Довольно высокого роста, с тонкой, как у молодого оленя, шеей, Маркус Розенберг не выносил ни малейшего унижения. Часто по вечерам, собравшись вместе, гитлерюгенд нападали на него. Топография его поражений была представлена шрамами, исполосовавшими ему все лицо.
— Нет, я петь не буду, — повторил он дрожащим от удивления голосом.
Согнув массивную спину, чтобы тяжелый взгляд вонзился в Маркуса Розенберга поглубже. Геек грузно двинулся на него, и Маркус отступил. Он пятился до тех пор, пока не натолкнулся на доску.

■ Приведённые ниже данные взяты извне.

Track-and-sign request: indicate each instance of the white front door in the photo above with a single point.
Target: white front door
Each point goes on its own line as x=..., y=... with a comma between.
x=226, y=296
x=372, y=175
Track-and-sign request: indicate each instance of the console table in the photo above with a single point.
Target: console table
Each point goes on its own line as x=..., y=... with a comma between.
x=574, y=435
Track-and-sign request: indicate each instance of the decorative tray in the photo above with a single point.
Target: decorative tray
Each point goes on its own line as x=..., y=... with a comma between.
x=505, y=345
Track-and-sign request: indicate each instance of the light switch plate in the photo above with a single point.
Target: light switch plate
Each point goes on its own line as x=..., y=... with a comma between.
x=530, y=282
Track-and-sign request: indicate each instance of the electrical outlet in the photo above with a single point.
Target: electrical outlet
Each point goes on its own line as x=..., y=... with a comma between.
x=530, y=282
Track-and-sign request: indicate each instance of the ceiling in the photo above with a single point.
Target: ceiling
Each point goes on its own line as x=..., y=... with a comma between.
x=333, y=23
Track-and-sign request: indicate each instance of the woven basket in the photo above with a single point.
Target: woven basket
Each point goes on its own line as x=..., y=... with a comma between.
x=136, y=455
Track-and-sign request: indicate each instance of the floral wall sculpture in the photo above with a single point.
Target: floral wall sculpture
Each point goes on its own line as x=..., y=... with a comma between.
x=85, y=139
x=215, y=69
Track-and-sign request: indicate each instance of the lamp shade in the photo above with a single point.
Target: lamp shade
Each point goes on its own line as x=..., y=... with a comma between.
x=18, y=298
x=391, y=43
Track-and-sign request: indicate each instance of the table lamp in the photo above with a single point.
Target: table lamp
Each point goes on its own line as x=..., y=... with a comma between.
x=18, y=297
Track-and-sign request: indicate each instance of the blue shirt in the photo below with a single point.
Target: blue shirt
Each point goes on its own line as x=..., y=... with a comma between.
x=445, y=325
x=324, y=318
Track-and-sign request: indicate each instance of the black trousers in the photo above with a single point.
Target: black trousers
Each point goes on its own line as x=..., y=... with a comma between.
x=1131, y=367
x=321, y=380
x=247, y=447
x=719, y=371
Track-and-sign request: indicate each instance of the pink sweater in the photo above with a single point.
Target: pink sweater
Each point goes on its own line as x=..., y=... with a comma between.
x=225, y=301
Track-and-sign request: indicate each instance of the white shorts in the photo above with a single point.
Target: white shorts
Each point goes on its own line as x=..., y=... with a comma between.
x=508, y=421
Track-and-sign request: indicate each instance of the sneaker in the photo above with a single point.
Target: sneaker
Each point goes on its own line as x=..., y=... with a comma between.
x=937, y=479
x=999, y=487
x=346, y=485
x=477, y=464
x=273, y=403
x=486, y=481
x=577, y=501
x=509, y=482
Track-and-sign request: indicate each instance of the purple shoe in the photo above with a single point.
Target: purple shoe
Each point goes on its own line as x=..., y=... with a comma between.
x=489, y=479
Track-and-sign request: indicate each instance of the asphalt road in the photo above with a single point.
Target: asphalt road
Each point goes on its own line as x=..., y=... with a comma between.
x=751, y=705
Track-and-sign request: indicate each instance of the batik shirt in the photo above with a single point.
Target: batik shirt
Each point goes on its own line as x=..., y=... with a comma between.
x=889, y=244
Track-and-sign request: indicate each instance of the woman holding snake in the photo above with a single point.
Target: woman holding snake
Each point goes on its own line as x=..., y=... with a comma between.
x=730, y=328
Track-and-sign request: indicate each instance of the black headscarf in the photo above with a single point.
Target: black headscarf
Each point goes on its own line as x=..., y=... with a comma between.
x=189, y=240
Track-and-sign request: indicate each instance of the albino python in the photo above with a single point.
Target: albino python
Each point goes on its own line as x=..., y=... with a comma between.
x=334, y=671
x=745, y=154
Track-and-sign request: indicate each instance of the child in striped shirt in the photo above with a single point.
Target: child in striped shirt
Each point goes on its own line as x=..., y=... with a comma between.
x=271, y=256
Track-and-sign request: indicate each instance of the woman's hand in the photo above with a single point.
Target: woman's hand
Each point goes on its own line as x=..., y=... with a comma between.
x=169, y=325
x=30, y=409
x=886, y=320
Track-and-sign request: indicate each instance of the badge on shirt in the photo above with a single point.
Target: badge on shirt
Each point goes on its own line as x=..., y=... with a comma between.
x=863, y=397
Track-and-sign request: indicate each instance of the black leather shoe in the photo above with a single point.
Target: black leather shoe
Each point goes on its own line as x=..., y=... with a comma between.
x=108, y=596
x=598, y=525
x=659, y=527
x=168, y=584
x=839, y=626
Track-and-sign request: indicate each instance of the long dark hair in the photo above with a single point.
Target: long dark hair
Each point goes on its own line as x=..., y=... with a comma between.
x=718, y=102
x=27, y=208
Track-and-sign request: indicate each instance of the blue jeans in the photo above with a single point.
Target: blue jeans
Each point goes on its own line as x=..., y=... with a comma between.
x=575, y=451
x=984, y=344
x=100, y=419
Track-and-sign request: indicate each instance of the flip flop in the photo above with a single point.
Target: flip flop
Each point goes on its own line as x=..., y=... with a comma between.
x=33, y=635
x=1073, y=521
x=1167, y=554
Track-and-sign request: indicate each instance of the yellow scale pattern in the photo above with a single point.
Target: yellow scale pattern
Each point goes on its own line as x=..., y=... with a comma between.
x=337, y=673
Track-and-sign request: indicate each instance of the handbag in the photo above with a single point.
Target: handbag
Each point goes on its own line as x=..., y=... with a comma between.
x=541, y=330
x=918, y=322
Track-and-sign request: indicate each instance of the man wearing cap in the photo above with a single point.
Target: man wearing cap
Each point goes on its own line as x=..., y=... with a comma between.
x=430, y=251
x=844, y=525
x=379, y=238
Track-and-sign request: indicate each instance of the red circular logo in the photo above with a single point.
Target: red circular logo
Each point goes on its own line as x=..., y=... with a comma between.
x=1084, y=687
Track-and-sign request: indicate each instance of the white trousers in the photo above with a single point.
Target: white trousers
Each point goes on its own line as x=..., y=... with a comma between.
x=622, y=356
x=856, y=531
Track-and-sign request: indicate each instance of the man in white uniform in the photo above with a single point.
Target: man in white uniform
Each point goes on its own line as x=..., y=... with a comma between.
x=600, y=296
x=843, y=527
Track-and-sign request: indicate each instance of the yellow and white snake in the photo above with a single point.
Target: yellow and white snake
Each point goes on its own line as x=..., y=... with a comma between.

— Кто тебя заставляет петь, дружок? — вкрадчиво повторил господин Геек ровным голосом. — У меня по принуждению не поют — только для удовольствия. Вот, спроси у Моисея Финкельштейна.
Схватив еврейского мальчика за отвороты. Геек швырнул его на колени и вывернул ему руку.
Искусность приема в сочетании с утонченностью издевательств привели в восторг Юных гитлеровцев, и в наступившей тишине раздались их аплодисменты.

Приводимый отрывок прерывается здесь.